Ireland's first Allergy and Gluten Free show 2010 – Jeanne Quiqley reports

Allergy sufferers flock to the fair

Ana and Phyl Axis are colourful cartoon images specially designed to provide easy-to-understand story lines about Ana’s allergies. Young children are able to identify with Ana and doing the puzzles will help make learning about allergies both interesting and fun. So say sisters - and sufferers - Louise (18) and Edel (9) Connolly.

They set up Be Allergy Aware last year, a website aimed specifically at children and teenagers. The site contains child-friendly and teenage-friendly brochures and leaflets as well as information for schools. Their stand at the recent Allergy Fair in Dublin was thronged as relieved parents found a way of explaining their allergies to children.

The first of its kind, the three-day fair attracted 19 speakers, about 75 exhibitors and thousands of visitors. It was sponsored by a number of allergy charities, including societies such as Coeliac, Asthma and Eczema, Allergy NI (Northern Ireland) and Anaphylaxis Ireland.

Swedish Glacé smoothie

Another stand that attracted visitors, particularly children, was Swedish Glacé, an ice-cream that’s  free from everything – lactose, gluten, cholesterol, GM, and is suitable for both vegetarians and vegans.
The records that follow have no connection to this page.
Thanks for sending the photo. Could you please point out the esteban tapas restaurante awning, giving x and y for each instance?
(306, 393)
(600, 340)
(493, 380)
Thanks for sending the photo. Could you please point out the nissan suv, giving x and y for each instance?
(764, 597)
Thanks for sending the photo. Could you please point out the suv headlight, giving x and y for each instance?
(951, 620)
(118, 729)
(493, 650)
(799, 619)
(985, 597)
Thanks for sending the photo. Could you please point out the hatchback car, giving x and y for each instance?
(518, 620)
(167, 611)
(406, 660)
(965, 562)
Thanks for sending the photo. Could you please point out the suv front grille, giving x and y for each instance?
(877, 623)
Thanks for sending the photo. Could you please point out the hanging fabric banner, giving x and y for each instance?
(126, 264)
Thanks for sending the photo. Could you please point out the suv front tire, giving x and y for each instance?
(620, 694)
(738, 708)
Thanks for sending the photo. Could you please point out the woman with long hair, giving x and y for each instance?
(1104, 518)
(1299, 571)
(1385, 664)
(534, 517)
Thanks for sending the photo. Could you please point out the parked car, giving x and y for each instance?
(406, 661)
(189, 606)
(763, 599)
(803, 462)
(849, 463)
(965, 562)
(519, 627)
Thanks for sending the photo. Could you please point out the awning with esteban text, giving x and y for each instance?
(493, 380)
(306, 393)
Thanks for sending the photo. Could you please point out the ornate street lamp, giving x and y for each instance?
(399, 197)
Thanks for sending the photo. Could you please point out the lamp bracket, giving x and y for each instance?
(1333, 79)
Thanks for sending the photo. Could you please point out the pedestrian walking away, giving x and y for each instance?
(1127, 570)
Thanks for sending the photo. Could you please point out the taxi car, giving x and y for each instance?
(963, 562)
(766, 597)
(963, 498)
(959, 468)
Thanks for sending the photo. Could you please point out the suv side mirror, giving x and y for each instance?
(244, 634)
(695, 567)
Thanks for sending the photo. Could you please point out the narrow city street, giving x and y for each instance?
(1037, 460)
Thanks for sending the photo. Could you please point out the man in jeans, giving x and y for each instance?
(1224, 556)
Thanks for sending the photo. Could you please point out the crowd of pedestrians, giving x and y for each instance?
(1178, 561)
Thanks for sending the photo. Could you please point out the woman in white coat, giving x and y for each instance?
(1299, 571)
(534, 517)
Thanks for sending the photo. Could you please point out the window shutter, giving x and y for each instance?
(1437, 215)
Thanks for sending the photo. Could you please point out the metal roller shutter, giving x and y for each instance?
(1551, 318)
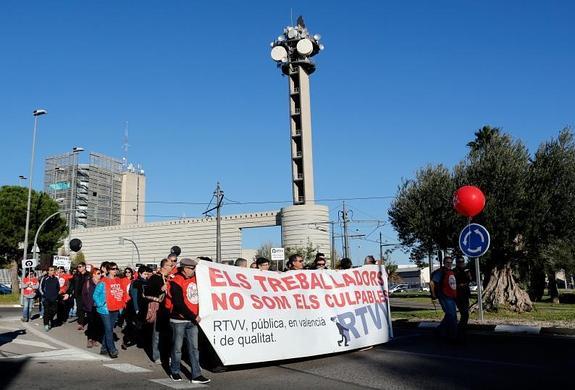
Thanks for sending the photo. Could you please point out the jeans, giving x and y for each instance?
(448, 325)
(190, 332)
(155, 342)
(28, 306)
(50, 308)
(463, 307)
(109, 321)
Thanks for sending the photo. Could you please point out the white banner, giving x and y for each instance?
(257, 316)
(62, 261)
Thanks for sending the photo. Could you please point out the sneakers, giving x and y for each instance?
(201, 380)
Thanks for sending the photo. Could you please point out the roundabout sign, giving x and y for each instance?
(474, 240)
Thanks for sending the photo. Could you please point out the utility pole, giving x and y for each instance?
(332, 244)
(219, 199)
(380, 248)
(343, 215)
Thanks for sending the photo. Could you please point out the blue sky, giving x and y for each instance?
(398, 86)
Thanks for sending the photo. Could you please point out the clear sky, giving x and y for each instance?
(399, 85)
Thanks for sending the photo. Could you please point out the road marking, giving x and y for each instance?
(52, 340)
(60, 355)
(458, 358)
(127, 368)
(518, 329)
(427, 324)
(31, 343)
(184, 384)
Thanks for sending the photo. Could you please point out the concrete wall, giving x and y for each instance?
(133, 204)
(196, 237)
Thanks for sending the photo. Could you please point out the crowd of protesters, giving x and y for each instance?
(153, 307)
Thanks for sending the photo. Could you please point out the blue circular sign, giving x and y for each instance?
(474, 240)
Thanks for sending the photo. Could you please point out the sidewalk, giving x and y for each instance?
(491, 328)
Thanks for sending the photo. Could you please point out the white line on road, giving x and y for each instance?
(63, 344)
(127, 368)
(185, 384)
(59, 355)
(31, 343)
(458, 358)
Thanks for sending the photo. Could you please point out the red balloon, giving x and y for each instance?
(468, 201)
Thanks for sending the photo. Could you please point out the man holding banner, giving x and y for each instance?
(182, 302)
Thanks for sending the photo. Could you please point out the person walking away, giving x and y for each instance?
(30, 288)
(63, 308)
(75, 290)
(462, 278)
(155, 292)
(110, 300)
(50, 288)
(182, 302)
(444, 287)
(94, 331)
(136, 309)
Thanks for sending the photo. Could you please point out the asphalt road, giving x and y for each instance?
(414, 359)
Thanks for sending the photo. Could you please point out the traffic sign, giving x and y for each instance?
(30, 263)
(474, 240)
(62, 261)
(278, 254)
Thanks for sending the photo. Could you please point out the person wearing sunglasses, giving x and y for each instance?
(182, 302)
(294, 263)
(93, 322)
(319, 262)
(109, 299)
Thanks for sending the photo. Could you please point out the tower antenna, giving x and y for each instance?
(125, 144)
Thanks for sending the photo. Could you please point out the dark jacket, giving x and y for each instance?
(180, 310)
(50, 288)
(77, 284)
(139, 303)
(87, 292)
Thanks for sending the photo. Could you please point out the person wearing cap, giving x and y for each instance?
(319, 262)
(182, 302)
(462, 278)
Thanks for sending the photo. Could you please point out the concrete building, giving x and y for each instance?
(104, 192)
(303, 224)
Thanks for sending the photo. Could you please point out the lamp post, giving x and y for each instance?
(37, 114)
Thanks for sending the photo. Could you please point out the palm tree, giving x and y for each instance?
(483, 137)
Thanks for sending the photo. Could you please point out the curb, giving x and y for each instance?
(500, 329)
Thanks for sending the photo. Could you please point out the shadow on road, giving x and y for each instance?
(10, 370)
(7, 337)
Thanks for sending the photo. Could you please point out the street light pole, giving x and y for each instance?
(37, 114)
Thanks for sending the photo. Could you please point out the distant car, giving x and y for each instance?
(398, 288)
(5, 289)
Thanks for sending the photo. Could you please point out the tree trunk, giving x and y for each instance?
(552, 287)
(14, 277)
(537, 284)
(503, 292)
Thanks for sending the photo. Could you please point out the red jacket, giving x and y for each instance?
(182, 298)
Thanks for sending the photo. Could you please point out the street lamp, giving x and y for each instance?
(37, 114)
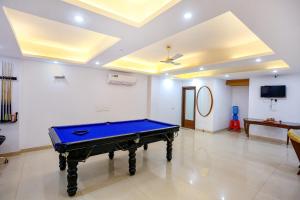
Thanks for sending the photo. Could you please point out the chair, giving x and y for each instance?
(3, 159)
(295, 139)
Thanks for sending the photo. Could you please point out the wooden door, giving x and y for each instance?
(188, 107)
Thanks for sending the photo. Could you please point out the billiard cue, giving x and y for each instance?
(2, 92)
(5, 92)
(9, 91)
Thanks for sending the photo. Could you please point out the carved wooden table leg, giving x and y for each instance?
(111, 155)
(62, 162)
(145, 147)
(169, 148)
(132, 161)
(72, 177)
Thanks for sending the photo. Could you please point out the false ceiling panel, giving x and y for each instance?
(44, 38)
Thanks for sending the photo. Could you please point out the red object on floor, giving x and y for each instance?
(235, 125)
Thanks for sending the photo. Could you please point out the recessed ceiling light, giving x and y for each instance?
(79, 19)
(188, 15)
(258, 60)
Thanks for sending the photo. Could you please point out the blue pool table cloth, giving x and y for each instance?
(106, 130)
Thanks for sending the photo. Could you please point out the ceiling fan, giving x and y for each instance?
(170, 60)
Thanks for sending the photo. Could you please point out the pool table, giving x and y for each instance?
(76, 143)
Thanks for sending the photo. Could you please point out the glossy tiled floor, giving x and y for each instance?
(218, 166)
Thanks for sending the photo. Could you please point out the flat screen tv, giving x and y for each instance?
(273, 91)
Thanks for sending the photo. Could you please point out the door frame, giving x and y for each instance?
(183, 104)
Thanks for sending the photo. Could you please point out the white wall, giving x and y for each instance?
(222, 105)
(220, 115)
(11, 130)
(165, 99)
(240, 98)
(83, 97)
(287, 109)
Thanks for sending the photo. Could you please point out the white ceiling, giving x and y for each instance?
(276, 22)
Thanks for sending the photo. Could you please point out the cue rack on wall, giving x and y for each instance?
(7, 78)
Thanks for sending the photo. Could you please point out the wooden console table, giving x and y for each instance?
(285, 125)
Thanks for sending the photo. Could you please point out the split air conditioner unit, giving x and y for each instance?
(121, 79)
Children who had not tasted ice cream for years were absolutely delighted with this product and kept dragging parents to the stand for ‘just another taste.’

Jane Murphy of Ardsallagh Farm goat’s cheese explained that her love affair with goats began about 30 years ago when her children suffered from eczema.  ‘A friend told me goat’s milk would help,’ she says. Initially they had just a few goats, now there are several hundred.

Denise and some of her 'Delicious' goodies.

Denise O’Callaghan of Delicious gluten free bakery says that being on a restricted diet shouldn’t mean a restricted food experience. The only artisan bakery in Ireland specialising in gluten-free cakes and breads, they are fully approved by the Irish Coeliac Society.
Over recent years, the amount of food companies providing products for the ‘allergy’ market has risen dramatically, evidence of which was seen at the fair. But there were also other allergy-associated stands, including Astex allergy bedding, Ice medical jewellery, allergy testing clinics and Dyson products.


Seminars over the three days attracted a wide audience, from families with young children to teenagers and adults. Topics included anaphylaxis; allergy in infants; allergy and complementary medicine; modern approaches to allergy diagnosis; practicalities of coping with a restricted diet.

‘If you eat cucumber and become ill, it’s probably not because you’re allergic to cucumbers. It’s much more likely to be a toxic reaction to the chemicals on the cucumber,’ says allergy specialist Dr Joe Fitzgibbon.
Dr Fitzgibbon was just one of the speakers at the fair and was explaining to his audience the difference between food allergy and food intolerance and toxic and non-toxic reactions.

Nutritional Therapist Moya Dillane spoke of the role of such therapists in allergy treatment. She explained that a therapist will try and find out what part of your lifestyle and diet may be contributing to your ill-health. Following consultation, you can get a personal diet plan that will help you to get back feelings of well-being and better health.
Their stand was also one of the most popular as sufferers sought advice, information and recipes. Their leaflets explained how nutrition can help with a number of allergies, including hay fever, eczema and asthma.